ISpawnableSeedSequence.register(SeedSequence)


cdef class BitGenerator():
    """
    BitGenerator(seed=None)

    Base Class for generic BitGenerators, which provide a stream
    of random bits based on different algorithms. Must be overridden.

    Parameters
    ----------
    seed : {None, int, array_like[ints], SeedSequence}, optional
        A seed to initialize the `BitGenerator`. If None, then fresh,
        unpredictable entropy will be pulled from the OS. If an ``int`` or
        ``array_like[ints]`` is passed, then it will be passed to
        `~numpy.random.SeedSequence` to derive the initial `BitGenerator` state.
        One may also pass in a `SeedSequence` instance.
        All integer values must be non-negative.

    Attributes
    ----------
    lock : threading.Lock
        Lock instance that is shared so that the same BitGenerator can
        be used in multiple Generators without corrupting the state. Code that
        generates values from a bit generator should hold the bit generator's
        lock.

    See Also
    --------
    SeedSequence
    """

    def __init__(self, seed=None):
        self.lock = Lock()
        self._bitgen.state = <void *>0
        if type(self) is BitGenerator:
            raise NotImplementedError('BitGenerator is a base class and cannot be instantized')

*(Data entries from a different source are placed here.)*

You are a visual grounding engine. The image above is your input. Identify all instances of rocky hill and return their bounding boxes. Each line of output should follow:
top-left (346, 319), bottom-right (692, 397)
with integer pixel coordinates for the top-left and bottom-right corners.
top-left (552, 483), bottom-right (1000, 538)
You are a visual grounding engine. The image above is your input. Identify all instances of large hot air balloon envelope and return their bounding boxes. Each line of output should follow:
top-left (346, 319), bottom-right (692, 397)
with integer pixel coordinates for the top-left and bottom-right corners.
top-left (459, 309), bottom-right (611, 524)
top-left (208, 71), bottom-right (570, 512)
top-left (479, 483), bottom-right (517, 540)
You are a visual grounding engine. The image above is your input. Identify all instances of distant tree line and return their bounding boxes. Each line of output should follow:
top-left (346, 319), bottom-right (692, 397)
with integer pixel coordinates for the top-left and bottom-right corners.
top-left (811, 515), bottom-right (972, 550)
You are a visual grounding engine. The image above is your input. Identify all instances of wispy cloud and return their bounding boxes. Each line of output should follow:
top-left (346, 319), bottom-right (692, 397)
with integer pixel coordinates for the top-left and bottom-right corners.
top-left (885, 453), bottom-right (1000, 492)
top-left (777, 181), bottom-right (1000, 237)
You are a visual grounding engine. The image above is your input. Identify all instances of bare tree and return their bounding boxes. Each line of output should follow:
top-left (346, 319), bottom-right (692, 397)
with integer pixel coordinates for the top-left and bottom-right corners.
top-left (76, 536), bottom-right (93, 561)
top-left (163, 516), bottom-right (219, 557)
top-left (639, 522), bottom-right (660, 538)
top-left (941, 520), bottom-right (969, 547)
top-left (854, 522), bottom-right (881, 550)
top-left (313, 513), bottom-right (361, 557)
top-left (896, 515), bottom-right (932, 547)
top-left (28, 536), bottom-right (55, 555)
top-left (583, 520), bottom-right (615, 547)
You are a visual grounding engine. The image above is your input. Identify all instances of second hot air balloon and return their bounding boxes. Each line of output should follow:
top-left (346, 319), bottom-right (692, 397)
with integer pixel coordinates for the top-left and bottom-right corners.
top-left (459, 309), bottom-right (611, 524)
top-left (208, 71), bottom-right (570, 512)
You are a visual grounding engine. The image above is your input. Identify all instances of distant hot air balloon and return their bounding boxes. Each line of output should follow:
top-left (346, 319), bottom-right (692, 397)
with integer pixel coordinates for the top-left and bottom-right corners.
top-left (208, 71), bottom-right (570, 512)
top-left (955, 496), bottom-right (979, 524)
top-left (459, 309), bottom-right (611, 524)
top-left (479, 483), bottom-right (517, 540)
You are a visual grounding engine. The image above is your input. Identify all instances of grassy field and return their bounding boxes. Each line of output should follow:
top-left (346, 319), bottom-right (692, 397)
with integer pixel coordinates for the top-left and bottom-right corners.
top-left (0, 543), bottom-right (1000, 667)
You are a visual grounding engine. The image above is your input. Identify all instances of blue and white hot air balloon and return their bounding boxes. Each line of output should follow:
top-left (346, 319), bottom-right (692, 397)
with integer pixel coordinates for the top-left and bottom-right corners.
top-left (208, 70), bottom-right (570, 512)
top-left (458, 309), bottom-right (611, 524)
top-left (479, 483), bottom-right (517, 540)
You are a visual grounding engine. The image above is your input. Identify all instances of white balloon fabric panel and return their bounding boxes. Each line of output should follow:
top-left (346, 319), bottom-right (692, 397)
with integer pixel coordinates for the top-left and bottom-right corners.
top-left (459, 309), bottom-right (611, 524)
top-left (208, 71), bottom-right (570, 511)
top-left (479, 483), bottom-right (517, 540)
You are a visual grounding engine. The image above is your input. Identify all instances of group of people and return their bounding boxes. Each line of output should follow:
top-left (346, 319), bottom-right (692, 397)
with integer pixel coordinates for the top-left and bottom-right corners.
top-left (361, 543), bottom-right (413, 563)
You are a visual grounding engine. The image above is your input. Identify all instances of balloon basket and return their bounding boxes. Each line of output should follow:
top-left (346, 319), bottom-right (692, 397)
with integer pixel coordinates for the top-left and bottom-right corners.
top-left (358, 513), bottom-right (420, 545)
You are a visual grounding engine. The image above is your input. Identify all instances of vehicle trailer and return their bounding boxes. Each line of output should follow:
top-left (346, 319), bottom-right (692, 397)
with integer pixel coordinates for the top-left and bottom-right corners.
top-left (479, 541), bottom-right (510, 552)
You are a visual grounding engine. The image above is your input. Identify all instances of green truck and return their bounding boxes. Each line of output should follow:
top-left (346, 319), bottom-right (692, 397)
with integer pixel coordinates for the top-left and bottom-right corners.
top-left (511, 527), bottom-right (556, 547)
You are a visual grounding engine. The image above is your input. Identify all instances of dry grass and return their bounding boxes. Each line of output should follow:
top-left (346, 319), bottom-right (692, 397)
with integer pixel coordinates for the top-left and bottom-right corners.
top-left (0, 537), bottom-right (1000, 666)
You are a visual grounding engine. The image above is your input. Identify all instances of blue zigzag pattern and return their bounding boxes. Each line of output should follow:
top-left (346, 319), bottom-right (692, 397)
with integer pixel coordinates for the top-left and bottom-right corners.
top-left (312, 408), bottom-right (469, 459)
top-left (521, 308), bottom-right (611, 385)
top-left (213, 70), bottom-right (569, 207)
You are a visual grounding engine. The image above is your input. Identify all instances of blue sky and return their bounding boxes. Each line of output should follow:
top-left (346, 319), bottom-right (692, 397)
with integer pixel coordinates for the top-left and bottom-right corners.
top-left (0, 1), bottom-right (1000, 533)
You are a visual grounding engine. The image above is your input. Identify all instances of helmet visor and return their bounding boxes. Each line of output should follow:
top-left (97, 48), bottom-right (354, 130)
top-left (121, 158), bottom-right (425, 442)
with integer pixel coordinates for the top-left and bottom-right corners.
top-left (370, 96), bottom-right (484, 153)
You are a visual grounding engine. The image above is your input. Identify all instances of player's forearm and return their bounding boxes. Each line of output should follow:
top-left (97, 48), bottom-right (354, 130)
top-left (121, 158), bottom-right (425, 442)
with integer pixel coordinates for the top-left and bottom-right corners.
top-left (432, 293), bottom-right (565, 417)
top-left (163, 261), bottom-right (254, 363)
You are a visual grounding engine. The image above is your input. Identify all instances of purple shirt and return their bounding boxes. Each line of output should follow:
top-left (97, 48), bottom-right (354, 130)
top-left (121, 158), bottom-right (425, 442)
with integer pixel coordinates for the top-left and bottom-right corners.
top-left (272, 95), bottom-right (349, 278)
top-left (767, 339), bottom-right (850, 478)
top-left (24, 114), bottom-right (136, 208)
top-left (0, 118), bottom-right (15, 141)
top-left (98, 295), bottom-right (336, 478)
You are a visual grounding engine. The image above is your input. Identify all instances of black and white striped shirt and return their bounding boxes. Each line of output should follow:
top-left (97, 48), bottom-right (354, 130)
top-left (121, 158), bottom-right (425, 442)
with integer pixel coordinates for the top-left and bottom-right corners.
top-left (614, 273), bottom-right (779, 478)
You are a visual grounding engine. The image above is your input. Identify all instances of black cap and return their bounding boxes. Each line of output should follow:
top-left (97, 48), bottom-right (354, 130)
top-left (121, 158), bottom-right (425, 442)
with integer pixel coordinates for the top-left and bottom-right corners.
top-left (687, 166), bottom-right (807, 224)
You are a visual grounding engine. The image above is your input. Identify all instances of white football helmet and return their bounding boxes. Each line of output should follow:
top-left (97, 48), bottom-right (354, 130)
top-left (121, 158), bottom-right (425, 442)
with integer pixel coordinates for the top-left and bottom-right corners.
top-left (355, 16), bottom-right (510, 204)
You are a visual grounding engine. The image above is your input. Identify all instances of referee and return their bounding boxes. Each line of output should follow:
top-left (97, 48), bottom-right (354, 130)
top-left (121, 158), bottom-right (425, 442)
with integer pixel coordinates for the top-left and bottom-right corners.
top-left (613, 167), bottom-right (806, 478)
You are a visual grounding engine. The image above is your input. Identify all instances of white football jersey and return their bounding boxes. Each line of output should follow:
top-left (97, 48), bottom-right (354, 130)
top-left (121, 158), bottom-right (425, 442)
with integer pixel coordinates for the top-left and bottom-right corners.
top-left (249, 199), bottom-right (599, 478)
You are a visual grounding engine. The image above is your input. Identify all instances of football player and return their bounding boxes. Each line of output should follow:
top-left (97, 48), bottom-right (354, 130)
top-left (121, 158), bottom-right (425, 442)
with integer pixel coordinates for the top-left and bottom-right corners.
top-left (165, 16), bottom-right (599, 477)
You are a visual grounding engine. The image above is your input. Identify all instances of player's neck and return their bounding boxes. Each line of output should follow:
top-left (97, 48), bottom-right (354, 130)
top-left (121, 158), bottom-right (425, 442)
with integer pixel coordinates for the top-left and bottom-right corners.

        self._ctypes = None
        self._cffi = None

        cdef const char *name = "BitGenerator"
        self.capsule = PyCapsule_New(<void *>&self._bitgen, name, NULL)
        if not isinstance(seed, ISeedSequence):
            seed = SeedSequence(seed)
        self._seed_seq = seed

    # Pickling support:
    def __getstate__(self):
        return self.state

    def __setstate__(self, state):
        self.state = state

    def __reduce__(self):
        from ._pickle import __bit_generator_ctor
        return __bit_generator_ctor, (self.state['bit_generator'],), self.state

    @property
    def state(self):
        """
        Get or set the PRNG state

        The base BitGenerator.state must be overridden by a subclass

        Returns
        -------
        state : dict
            Dictionary containing the information required to describe the
            state of the PRNG
        """
        raise NotImplementedError('Not implemented in base BitGenerator')

    @state.setter
    def state(self, value):
        raise NotImplementedError('Not implemented in base BitGenerator')

    @property
    def seed_seq(self):
        """
        Get the seed sequence used to initialize the bit generator.

        .. versionadded:: 1.25.0

        Returns
        -------
        seed_seq : ISeedSequence
            The SeedSequence object used to initialize the BitGenerator.
            This is normally a `np.random.SeedSequence` instance.

        """
        return self._seed_seq

    def spawn(self, int n_children):
        """
        spawn(n_children)

        Create new independent child bit generators.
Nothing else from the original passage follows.